I loved that my toughness was recognized and labeled by the boys at school, as I wanted them to notice the thing about me I believed most valuable, thinking they would find it valuable, too. But in reality, it backfired, because it ranked me as one of the boys, not girls. The boys weren’t interested in Brutes, they liked the girls who sat at the lunch tables and braided each other’s hair. But not Mr. S, he liked my toughness and valued my strength, which meant he liked me. Why else would he spend so much of his time helping me hone the backhand spring?
Like all children, I needed the important adults in my life to see my talents, those attributes that made me unique and fabulous. And I needed to see in their eyes, in the expression on their face, and to hear in the lilt in their voice that they thought me as fantastic as I thought myself. I needed my formative self affirmed and re-affirmed through praise, interest, curiosity, and time spent together. And like many children, too often these needs went unmet. But Mr. S managed to carve out some special time just for me, to engage the one thing I loved about myself, and to reflect back to me that he loved it, too.

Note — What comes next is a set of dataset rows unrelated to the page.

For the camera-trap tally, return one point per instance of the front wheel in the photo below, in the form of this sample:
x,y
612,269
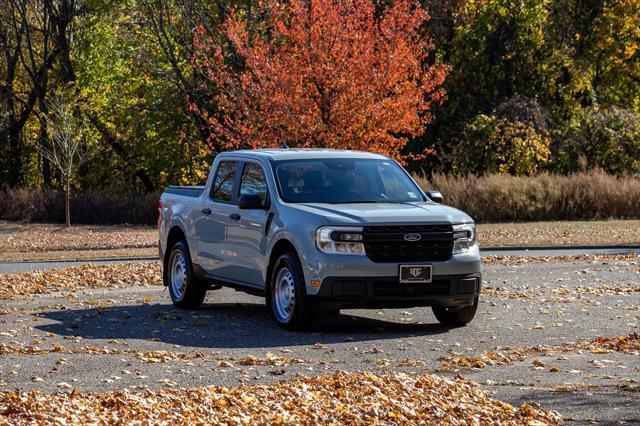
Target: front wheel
x,y
186,292
289,296
456,316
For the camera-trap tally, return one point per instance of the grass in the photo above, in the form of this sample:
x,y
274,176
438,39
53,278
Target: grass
x,y
23,242
592,195
587,233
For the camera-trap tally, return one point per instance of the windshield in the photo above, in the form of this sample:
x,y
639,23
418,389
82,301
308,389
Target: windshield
x,y
345,181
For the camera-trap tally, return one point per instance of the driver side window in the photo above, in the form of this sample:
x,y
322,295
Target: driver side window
x,y
253,181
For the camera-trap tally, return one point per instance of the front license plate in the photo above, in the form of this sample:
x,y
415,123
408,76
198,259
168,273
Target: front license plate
x,y
415,273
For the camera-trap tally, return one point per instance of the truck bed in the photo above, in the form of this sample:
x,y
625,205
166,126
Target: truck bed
x,y
185,191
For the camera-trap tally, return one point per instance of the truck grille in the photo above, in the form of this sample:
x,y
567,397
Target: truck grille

I remember liking Mr. S and feeling liked by him as well. And it is this mutual recognition and affection, kindled by time spent together doing backyard gymnastics, that indelibly impressed itself upon my fledgling identity. The experience of Mr. S and my time spent with him wove itself into the fabric of my life, and it is why his passing feels as though a swathe has been torn from that very fabric, leaving a hole where there shouldn’t be. It is why, after all these years of having no contact with Mr. S, I feel a deep sense of loss and sadness that he is no longer here. I didn't even get to say Good Bye…..or, Thank You.
In Loving Memory of Mr. S. Thank you for making me feel important during a time in my life when, too often, I felt unimportant.